Some major changes in our patent system may take place. By way of example, we may ultimately join the rest of the world in changing from a first-to-invent system to a first-inventor-to-file system. This will eliminate the interference procedure in the United States and force everyone to file as soon as possible, as a patent will belong to the first one to win the “race to the patent office door.”

Patent law reform may introduce an opposition system giving third parties an opportunity to oppose granted patents. It could also introduce the ability for third parties to submit references to the patent examiner during the course of the patent prosecution process.

The definition of “prior art” may also be changed, making it into a harmonized system with the rest of the world. Absolute novelty may be introduced whereby any prior art, written or oral, anywhere in the world, will be considered as prior art through a patent application.

Numerous other changes are also being discussed, and currently it is too early to know which, if any of these, may find its way into a final bill.
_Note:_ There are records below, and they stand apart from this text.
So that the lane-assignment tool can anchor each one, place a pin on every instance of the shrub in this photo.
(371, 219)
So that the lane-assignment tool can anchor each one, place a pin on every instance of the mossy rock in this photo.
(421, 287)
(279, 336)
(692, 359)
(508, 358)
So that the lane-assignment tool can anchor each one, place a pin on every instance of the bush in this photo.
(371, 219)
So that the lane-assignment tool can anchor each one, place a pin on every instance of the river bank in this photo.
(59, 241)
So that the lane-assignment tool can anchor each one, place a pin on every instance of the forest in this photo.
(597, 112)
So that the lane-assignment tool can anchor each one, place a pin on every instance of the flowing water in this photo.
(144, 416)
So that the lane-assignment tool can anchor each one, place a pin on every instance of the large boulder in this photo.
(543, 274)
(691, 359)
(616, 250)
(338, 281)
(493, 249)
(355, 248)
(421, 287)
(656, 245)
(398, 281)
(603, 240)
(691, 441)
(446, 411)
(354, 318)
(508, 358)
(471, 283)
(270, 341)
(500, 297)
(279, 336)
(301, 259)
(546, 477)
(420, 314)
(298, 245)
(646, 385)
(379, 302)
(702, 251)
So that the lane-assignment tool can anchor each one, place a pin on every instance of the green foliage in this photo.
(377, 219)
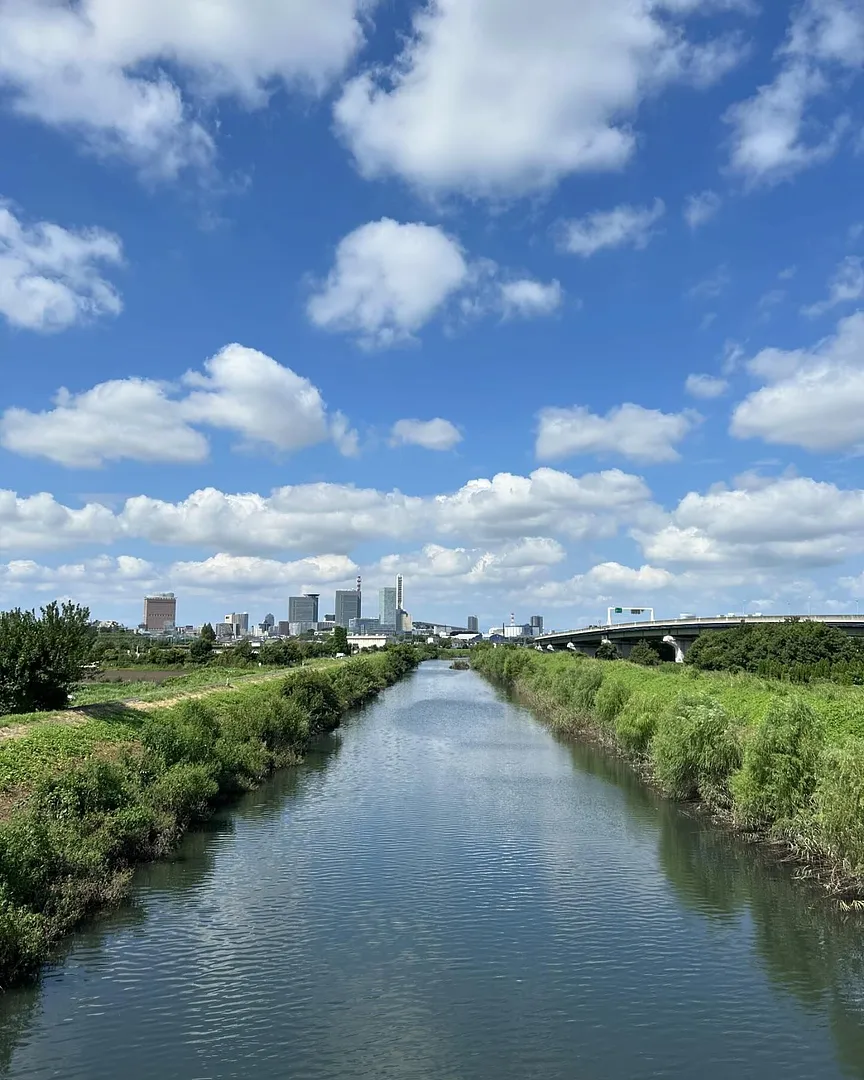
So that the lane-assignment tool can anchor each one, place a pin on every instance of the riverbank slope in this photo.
(782, 763)
(81, 804)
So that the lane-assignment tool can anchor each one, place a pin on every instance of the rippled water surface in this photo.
(447, 891)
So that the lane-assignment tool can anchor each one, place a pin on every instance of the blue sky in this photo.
(549, 307)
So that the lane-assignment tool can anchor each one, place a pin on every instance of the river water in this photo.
(445, 890)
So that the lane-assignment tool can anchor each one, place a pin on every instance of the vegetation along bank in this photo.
(782, 760)
(82, 802)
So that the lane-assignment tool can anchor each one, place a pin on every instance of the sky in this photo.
(548, 306)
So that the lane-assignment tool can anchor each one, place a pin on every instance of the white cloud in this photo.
(845, 287)
(791, 521)
(50, 277)
(435, 434)
(527, 298)
(241, 390)
(702, 207)
(336, 517)
(388, 281)
(250, 571)
(623, 227)
(629, 431)
(98, 68)
(497, 98)
(705, 386)
(123, 418)
(40, 523)
(773, 136)
(814, 400)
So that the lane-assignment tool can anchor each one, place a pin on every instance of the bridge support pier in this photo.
(679, 647)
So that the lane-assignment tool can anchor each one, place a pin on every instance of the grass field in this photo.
(780, 760)
(85, 797)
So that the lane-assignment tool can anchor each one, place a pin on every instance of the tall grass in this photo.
(81, 805)
(782, 759)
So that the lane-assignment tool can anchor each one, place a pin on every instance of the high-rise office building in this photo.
(302, 608)
(160, 611)
(348, 604)
(387, 608)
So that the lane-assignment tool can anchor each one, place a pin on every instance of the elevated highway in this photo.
(678, 634)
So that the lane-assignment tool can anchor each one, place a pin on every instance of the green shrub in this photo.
(609, 701)
(781, 760)
(636, 725)
(838, 802)
(585, 685)
(694, 750)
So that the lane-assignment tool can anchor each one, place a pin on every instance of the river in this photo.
(446, 891)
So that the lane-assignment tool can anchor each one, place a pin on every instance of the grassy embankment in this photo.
(80, 805)
(783, 763)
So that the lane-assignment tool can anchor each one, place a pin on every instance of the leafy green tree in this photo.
(201, 650)
(339, 640)
(41, 657)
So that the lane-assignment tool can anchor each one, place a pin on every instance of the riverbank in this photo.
(780, 763)
(82, 804)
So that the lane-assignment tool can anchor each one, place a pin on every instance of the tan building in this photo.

However, it is clear that over the next year, should patent law reform legislation pass Congress, it will dramatically change both prosecution and litigation of patent rights in the United States.

Recent Court Decision Allows New Subsidiaries to Benefit from Cross-Licensing Agreement

In Imation Corp. v. Koninklijke Philips Elec. N.V., No. 09-1208 (Fed. Cir. No. 2099-1208, 11/3/09), Koninklijke Philips Electronics N.V. (“Philips”) had initially entered into a cross-licensing agreement (the “Agreement”) with a company now known as 3M to cross-license patents. In the Agreement, the term “subsidiary” was defined to include entities in which a party held majority ownership “now or hereafter.” After the execution of the Agreement, 3M created a subsidiary, Imation Corp. (“Imation”), to handle data storage and media production and then spun off the company. The Agreement continued between Imation and Philips with it eventually expiring. Imation then entered into a joint venture with Moser Baer India Ltd establishing Global Data Media FZ-LLC, all leading to Imation buying a controlling interest in an entity called Memorex International Inc. In 2007, Imation initiated a declaratory judgment action seeking a declaration that Global Data Media and Memorex qualified as subsidiaries covered by the licenses in the Agreement.

Initially, the U.S. District Court ruled that the subsidiaries could not benefit from the licenses because they were not subsidiaries at the time of expiration. The Federal Circuit reversed the District Court’s ruling and found that these new subsidiaries were eligible to take advantage of the licenses granted therein because there was no language in the Agreement setting a “temporal limitation” after which new subsidiaries would not benefit from the contract, and that in fact the language of the contact referenced subsidiaries created “now or hereafter.”

This decision, although addressing a patent license, is a valuable guideline for drafting similar clauses in all contracts.